When Maci was a little girl, her father had put her under such severe intellectual discipline it made her mother cry. “You’ll ruin the child!” she protested, because John Murray Trufant had declared that he would train his daughter to have a brain bigger than that wielded by Margaret Fuller, a lady who had been his friend before she departed to Italy, never again to set foot in America. “It took a whole ocean to douse her incandescent mind,” her father told Maci, “but yours will burn brighter yet.” Maci, at the age of nine, wrote a sonnet called “The Wreck of the Elizabeth,” in which the Countess Ossoli’s shining head threw light in the eyes of fishes as she died, and seagulls lamented around the body of her soggy dead child after he washed ashore.

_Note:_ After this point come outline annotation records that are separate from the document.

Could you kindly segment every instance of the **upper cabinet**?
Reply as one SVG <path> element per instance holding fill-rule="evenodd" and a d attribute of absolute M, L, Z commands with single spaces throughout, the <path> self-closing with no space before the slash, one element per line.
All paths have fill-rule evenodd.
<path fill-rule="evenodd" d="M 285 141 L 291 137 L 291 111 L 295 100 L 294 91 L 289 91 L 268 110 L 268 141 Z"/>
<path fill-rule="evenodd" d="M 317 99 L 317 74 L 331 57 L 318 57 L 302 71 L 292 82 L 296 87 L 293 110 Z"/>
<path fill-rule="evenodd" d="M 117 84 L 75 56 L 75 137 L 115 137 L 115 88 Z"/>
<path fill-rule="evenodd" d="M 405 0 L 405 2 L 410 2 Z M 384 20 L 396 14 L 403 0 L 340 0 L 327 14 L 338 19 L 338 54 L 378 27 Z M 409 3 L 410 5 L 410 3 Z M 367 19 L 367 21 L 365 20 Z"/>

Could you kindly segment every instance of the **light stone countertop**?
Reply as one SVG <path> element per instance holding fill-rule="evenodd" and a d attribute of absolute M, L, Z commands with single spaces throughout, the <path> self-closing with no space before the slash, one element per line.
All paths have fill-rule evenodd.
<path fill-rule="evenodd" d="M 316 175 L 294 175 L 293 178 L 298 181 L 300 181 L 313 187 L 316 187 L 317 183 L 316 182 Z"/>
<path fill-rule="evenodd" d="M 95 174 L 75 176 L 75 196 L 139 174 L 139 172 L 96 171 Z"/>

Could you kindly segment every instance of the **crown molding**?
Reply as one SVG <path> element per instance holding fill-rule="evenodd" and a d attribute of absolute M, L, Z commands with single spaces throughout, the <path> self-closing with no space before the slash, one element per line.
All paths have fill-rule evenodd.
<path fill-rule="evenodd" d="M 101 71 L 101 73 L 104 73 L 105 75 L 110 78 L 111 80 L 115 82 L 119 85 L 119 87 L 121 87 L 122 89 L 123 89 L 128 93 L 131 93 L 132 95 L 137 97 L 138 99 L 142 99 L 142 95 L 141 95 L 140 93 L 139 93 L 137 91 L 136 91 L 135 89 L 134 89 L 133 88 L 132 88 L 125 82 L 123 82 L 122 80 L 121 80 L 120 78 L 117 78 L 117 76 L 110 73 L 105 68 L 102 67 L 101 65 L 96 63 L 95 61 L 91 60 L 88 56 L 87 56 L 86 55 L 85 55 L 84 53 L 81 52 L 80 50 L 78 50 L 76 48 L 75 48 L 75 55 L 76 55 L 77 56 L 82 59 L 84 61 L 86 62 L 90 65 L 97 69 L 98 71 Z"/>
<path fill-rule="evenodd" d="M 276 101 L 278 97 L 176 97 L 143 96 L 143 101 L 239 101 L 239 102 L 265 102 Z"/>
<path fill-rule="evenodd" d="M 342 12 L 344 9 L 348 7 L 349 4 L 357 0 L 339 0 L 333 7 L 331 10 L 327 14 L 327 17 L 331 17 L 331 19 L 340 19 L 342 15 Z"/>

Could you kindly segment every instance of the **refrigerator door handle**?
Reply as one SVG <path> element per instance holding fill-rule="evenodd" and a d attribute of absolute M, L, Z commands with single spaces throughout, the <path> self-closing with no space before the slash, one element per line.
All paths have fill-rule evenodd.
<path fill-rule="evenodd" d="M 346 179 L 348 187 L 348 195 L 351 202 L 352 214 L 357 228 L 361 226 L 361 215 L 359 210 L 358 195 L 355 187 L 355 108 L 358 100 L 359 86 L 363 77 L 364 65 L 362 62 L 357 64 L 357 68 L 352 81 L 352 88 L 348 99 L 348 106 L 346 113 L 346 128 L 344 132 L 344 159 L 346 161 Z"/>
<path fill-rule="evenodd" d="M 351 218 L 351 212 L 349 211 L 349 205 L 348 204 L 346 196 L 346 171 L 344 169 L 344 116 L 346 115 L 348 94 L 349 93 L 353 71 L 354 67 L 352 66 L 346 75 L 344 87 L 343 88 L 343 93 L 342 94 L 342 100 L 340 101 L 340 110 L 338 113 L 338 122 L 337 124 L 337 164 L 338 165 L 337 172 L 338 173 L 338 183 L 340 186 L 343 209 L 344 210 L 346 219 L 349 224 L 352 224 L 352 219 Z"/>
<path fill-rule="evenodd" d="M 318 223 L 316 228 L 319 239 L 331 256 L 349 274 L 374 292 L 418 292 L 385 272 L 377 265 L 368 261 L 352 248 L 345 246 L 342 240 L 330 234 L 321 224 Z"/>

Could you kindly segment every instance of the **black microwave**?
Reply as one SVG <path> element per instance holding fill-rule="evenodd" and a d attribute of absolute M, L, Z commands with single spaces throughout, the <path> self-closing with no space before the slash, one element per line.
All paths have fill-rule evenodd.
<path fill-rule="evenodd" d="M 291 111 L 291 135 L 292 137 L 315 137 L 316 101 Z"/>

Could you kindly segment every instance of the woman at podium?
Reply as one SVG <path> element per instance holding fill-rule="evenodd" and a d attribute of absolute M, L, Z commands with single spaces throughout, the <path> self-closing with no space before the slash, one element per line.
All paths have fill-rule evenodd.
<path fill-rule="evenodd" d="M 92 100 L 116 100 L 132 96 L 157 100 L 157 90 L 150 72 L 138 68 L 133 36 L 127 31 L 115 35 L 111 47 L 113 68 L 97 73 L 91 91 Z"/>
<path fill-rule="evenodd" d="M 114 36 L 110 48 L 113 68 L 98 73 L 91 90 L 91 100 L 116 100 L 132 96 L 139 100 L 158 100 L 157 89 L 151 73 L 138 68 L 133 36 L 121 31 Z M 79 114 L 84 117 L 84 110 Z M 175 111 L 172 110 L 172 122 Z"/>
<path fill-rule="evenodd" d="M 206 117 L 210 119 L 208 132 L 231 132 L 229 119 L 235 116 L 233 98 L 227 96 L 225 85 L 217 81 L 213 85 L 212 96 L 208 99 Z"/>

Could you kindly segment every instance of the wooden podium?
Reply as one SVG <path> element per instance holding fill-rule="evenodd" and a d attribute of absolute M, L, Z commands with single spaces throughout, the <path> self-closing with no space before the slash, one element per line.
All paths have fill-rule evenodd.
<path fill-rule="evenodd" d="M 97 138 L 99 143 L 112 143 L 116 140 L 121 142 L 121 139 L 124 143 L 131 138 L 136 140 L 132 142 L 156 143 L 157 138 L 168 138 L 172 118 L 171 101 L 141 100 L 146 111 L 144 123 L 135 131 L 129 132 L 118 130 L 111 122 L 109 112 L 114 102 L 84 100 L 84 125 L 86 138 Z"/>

Maci hated Greek and was bad at Latin, but reading was her passion, and her father encouraged her in it even when her over-stimulated brain manufactured nightmares to torture her sleep. He buried her in Smollett, Fielding, Shakespeare, Cervantes, and Molière, among others. He made her recite to him every night before bed, and gave her stern lectures to make it clear that he expected her to grow up to be more than a creature of habit and affection. Yet that was all he expected of her anymore, since his change and his madness. It made Maci bitter enough to spit.
Miss Suter passed the pricking test. She gave a little shriek—it was very much like the cry of a gull—and leaped up in the air, seeming just for a moment to levitate over the threadbare rug of the front room.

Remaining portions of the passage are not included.